The fourth victim

from Wikipedia, the free encyclopedia

The fourth victim (Swedish title: Borkmanns Punkt ) is a crime novel by the Swedish writer Håkan Nesser . It was published in 1994 and is the second novel in the Van Veeteren series. In the same year Håkan Nesser won the Swedish detective award for this novel .

The original edition was published under the title Borkmannspunkt in Stockholm by Verlag Bonnier, the German edition for the first time in 1999 by Munich publisher btb (Random House) in a translation by Christel Hildebrandt. ( ISBN 3-442-75030-X ). The audio book of the same name was distributed in Cologne by Random House Audio 2002. ( ISBN 3898303586 ).

Summary

A man named Ernst Simmel was murdered by the "hangman" on the night of August 31, 1998 in the coastal town of Kaalbringen. It is the second murder the executioner committed. The first was Heinz Eggers more than a month earlier. The Kaalhaben police can only say with certainty that the executioner was responsible for both murders because both victims' heads were almost severed with an ax. Police chief Bausen asks for help from Chief Inspector Van Veeteren, who is on vacation nearby. But Van Veeteren finds no connection between Heinz Eggers, a drug addict, and Ernst Simmel, a seemingly successful real estate agent, except that they both moved to Kaalhaben at the beginning of the year, and in the Simmels case even withdrew. With the help of the press, the media and the citizens of Kaalbringen and after extensive evaluation of the witness statements, it is possible to determine the exact course and time of the incident. But only one witness, who was also drunk, may have seen the perpetrator at all.

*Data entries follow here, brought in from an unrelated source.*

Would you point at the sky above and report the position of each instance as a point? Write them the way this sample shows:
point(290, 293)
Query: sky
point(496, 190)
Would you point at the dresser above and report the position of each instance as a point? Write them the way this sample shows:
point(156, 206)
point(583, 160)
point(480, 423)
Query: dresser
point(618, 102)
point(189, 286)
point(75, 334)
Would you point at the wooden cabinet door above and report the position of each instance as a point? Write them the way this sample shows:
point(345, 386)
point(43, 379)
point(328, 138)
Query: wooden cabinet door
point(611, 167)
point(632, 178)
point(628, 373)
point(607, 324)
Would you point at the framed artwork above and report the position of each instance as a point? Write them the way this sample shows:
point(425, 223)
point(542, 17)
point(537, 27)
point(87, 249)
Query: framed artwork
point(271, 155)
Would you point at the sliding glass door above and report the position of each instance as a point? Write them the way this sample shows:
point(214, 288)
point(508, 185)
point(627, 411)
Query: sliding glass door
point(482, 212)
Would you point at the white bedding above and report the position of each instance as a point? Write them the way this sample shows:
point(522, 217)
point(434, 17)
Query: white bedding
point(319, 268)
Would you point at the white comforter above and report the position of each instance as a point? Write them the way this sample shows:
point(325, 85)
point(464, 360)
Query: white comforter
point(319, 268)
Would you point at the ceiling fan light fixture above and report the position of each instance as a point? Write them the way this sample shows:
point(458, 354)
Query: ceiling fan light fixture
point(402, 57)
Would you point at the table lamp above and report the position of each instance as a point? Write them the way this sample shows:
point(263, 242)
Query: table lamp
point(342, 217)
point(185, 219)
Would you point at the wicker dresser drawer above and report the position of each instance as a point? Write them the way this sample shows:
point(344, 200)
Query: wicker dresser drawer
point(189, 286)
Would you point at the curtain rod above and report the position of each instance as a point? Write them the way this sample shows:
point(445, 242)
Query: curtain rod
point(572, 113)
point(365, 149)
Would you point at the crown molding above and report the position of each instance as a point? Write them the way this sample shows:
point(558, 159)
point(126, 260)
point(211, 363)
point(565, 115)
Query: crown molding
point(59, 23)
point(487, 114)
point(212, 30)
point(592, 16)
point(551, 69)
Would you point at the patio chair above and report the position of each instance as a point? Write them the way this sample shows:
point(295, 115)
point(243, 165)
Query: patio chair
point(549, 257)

On September 24th, the body of the third victim was found: Maurice Rühme, doctor and son of Kaalhaben's most popular doctor. This further victim confirms that victims who were not chosen randomly were murdered, as Maurice Rühme also returned to Kaalhaben at the beginning of the same year. However, the only obvious connection to Heinz Eggers is his past drug addiction. Three days after Rühme's body was found, the Kaalbringen police received the 35-page report on Rühme's time in Aarlach. Inspector Beate Moerk discovers something “bizarre” in the report from Aarlach and tries to contact Inspector Münster, who was also sent to Kaalhaben to help out, but cannot find him and therefore leaves him a message. Then she goes jogging and is kidnapped by the hangman.

When Münster and Van Veeteren discover that Moerk has disappeared, they are sure that Moerk saw something in the report with which they could solve the case. But thanks to renewed help from the citizens of Kaalbringen and from police trainee Bang, Munster learns that Moerk could not possibly have read the report before she left him the message.

Meanwhile, Inspector Moerk wakes up in a dark cellar. She knows that Bausen is the executioner and he tells her that all three victims were responsible for the death of his daughter Brigitte and that he only caught Moerk so that he could tell his story to someone. He leaves Moerk, which is shortly afterwards liberated by Münster and Van Veeteren. Van Veeteren goes to the cemetery where Bausen is standing at the grave of his wife and daughter Brigitte and is waiting for a "sign". Bausen is amazed that it took Van Veeteren so long and is arrested.

background

The fourth victim, after whom the novel is named, is Brigitte Bausen, although she died before the others and was not a victim of the executioner, but rather a victim of the other three victims, Eggers, Simmel and Rühme. After graduating from high school in 1981, she moved to Aarlach to study, where she also met Maurice Rühme. He had "introduced" Brigitte to various drugs and showed her how to make money with prostitution. He left her shortly afterwards. Brigitte was brought back home by her parents. They supported her for a while by, among other things, finding her an apartment. She apparently got work from the social welfare office, but this turned out to be untrue when one day Bausen drove to her and caught her red-handed with Ernst Simmel. He immediately realized how Brigitte was earning her money, an image that would haunt him for the rest of his life.

Brigitte suddenly disappeared in the early 1990s. Bausen kept looking for her until he finally found her in 1993 in Heinz Eggers' “stable”. After Bausen had beaten Eggers, he took Brigitte to a hospital. She committed suicide on September 30th that year.